Because of the nature of this book I think it can be viewed as a kind of magazine rather than a bookish book to cherish for years in the bookshelf. At least that’s my opinion. It’s not a keeper for me, and I will give it 3 out of 5 stars. 3 means it’s okay and a nice book. 4 is a keeper and 5 means I love it to the stars and don’t want to ever loose it. I don’t write about 2:s or 1:s if I ever see them, because those books are not worth our time! ;-)

Further inspiration

Indulge me, please (because I love questions) by asking some too… What questions would you like to ask an artist? What specific artist would you like to interview? Or what would you want to ask me? Let me know in the comments!

9 Responses

  1. hi! I am a book lover and hoarder however the desire to own this one was not there either. I would check it out from the library & read it. I like to own books I will reference or drool over for many years to come, not look at once and then shelf it.

  2. Thank you very much for your lovely comment. Never knew you were reading my blog…I often look at your pages and I am a big fan of yours!
    Have a wonderfull day! – Irma

  3. Thank you for another honest book review. I, too, saw the call for answers to the questions and did not find them very interesting.

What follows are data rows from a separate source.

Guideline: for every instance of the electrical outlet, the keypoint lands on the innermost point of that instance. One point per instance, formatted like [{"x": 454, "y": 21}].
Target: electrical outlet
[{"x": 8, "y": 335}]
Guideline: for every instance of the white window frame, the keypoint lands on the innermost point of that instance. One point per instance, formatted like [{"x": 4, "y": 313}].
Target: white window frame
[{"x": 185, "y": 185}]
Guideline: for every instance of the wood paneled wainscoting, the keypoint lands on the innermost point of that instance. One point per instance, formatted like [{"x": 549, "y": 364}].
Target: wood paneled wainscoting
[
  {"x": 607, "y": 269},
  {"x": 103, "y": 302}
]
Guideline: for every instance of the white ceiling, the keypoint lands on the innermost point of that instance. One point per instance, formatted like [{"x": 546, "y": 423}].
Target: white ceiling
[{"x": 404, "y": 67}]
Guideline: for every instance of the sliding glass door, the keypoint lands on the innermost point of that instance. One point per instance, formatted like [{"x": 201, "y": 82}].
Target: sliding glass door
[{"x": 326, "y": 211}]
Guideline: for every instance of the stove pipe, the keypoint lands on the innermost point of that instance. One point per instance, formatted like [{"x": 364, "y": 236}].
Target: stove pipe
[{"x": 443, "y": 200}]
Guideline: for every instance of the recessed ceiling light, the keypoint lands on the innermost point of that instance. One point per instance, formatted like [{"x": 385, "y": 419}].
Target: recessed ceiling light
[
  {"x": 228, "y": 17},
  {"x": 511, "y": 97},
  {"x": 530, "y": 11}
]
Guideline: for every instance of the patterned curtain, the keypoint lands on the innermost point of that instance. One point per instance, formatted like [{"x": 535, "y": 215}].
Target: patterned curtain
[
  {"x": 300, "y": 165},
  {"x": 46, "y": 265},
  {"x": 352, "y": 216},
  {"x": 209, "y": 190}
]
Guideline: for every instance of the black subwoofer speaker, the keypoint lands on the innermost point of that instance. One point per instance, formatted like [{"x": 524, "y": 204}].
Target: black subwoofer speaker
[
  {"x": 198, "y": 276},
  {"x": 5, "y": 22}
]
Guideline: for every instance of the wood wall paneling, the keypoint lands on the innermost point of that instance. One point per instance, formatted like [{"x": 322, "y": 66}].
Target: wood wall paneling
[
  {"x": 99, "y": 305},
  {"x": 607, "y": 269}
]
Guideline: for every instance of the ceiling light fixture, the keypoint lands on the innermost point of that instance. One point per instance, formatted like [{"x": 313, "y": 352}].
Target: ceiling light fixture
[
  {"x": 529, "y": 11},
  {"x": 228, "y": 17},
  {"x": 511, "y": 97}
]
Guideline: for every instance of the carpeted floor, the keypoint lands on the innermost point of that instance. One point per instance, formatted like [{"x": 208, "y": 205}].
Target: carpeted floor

Certainly not the kind of questions I would label “secrets and passions.”

  4. Hanna,
    You know I wasn’t going to read this post because I was not enamored of the book but I am glad I did. I looked at the book in a store and perused a lot of it. Some of the comments were encouraging but many were not. It seems to be rampant in the mixed media world that no one can write a book on their own. Their are some cases like Violette, Misty Mawn and Katie Kendrik’s books. Most other have dozens od=f artist participating. If I buy a book by an artist I would like it to be there work, not all their friends too. Ok off my soapbox I liked your review because it was really honest and to the point.

  5. Hi, Hanna: If I wanted to ask you one thing, I would ask how on earth you find the time to be such a prolific artist, especially since you have a “day job”? You are always busy doing so many fantastic projects! I admire you for it.

    I do have another question that is unrelated: Did I somehow miss the washi tape winner? Or did you not choose a winner yet? Thanks! :)

    • Sandra, I don’t have as much time right now as I did a year ago, but I try to do a lot in the weekends, and I don’t have kids, that helps.

      To your unrelated question: I was late picking a winner, but now it’s done. Ingrid won the 35 USD gift certificate for Pretty Tape. I wish everyone could win, but 99 people entered so it’s not possible. Better luck next time!

  6. hi hanna,
    thanks for visiting & commenting on our blog. it is encouraging to get positive feedback.
    my questions for you……
    when & why did you start creating?
    what kind of art/craft did you begin with & how has it influenced your art journey?
    if you could have a lesson with any artist (past or present) who would it be?
    thank you,

  7. I think the questions I have are a bit more non-art related. Most of us work at other jobs (our art doesn’t support us or our families), so I am interested in how they organize their time and ‘plan’ their time for creating. And if they keep sketchbooks and journals, do they go back and revisit them?

  8. Thanks for an honest review! I read Seth Apter’s blog, and many other artists who appear in the book, and i also read the posts with the questions, and my feelings were similar, some answers are interesting and thought-provoking, while others are boring. I think what I’d like most to know is, when you started thinking of yourself as an artist, or what made you understand that the things you make are worthy/art. Also, I wonder to what extent you feel that an artist can or should be true to themselves, and to what extent they should produce crowd-pleasing art. I sometimes feel that certain artists that I appreciated have made a shift, and started making less interesting art, because they’re busy making birds-flowers-crowd-pleasers (since they want/need to sell…). Do you ever feel that problem? (for example, if you want to make a black collage, but you stop yourself and make a pink one, knowing people will like it more).